Dom Josef sees himself confirmed in his decision by the Holy Father, whose generously formulated privilege of all desired forms of return to tradition also bespeaks his personal desire that in the rediscovery of the ancient liturgy and manner of life, a renewal of monastic life as a whole may be stimulated. Thus, the abbot is convinced, the personal and direct action of the Pope for the Mariawald Abbey corresponds to the "Project of Tradition", which the Holy Father has initiated in 2007 by his Motu proprio "Summorum Pontificum" for the liturgy.

Dom Josef finds himself and his abbey sustainably motivated by the Holy Father and his immediate and direct papal juridical act, to implement the tradition-oriented reform of the monastery with new spiritual vigour for the sake of its future. The Abbey assumes in this a pioneering role worldwide to renew the monastic life out of the spirit of tradition and to counteract the decline of monastic life, which especially some Trappist abbeys have had to experience in recent years.

In the field of economics, the monastery has in recent years already put an emphasis on its focus on organic agriculture. Now it is the spiritual content of contemplative life ehich is to receive new stimuli from the great tradition of the Order and its classical Latin liturgy.

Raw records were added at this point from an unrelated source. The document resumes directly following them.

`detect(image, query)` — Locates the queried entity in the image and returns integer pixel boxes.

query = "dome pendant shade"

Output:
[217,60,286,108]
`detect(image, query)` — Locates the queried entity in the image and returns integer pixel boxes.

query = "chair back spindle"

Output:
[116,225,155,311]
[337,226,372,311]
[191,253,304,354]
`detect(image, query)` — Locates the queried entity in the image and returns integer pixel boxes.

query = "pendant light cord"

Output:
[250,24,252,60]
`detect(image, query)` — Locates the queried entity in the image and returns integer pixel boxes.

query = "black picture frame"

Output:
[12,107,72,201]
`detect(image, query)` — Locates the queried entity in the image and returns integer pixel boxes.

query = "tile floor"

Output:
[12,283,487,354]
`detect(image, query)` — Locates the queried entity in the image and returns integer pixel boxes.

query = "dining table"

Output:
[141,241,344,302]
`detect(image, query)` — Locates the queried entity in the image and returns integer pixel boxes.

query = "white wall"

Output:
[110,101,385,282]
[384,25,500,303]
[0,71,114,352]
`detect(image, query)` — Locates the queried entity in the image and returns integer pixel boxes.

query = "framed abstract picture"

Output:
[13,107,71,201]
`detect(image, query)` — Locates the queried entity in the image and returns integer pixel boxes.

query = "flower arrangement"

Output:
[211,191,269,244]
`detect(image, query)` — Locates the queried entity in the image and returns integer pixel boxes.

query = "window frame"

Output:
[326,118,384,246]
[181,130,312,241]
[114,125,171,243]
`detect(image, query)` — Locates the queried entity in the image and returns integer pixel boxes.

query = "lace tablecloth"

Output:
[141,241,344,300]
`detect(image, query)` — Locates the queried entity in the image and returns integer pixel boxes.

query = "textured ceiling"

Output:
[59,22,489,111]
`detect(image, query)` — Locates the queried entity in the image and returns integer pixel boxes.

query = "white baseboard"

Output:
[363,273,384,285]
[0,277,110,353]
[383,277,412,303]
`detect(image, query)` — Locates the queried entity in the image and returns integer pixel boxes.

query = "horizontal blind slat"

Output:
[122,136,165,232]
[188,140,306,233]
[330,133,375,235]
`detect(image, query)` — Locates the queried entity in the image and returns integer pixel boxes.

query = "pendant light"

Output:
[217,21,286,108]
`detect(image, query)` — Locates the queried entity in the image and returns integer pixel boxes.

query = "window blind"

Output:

Currently in Mariawald there are living ten monks, a novice and an oblate. The history of the abbey began with the founding of a Cistercian priory in the 15th Century. After an interruption of monastic life of more than sixty years through the turmoil of the French Revolution, the monastery, newly populated in the 19th Century by Trappists from Alsace, was raised to abbey on the Feast of St Michael in 1909.

On the background of this historic date, now the implementation of the full return of the abbey to the old tradition of contemplative life and to classical Gregorian liturgy is to be completed on the Centenary on 29 September 2009.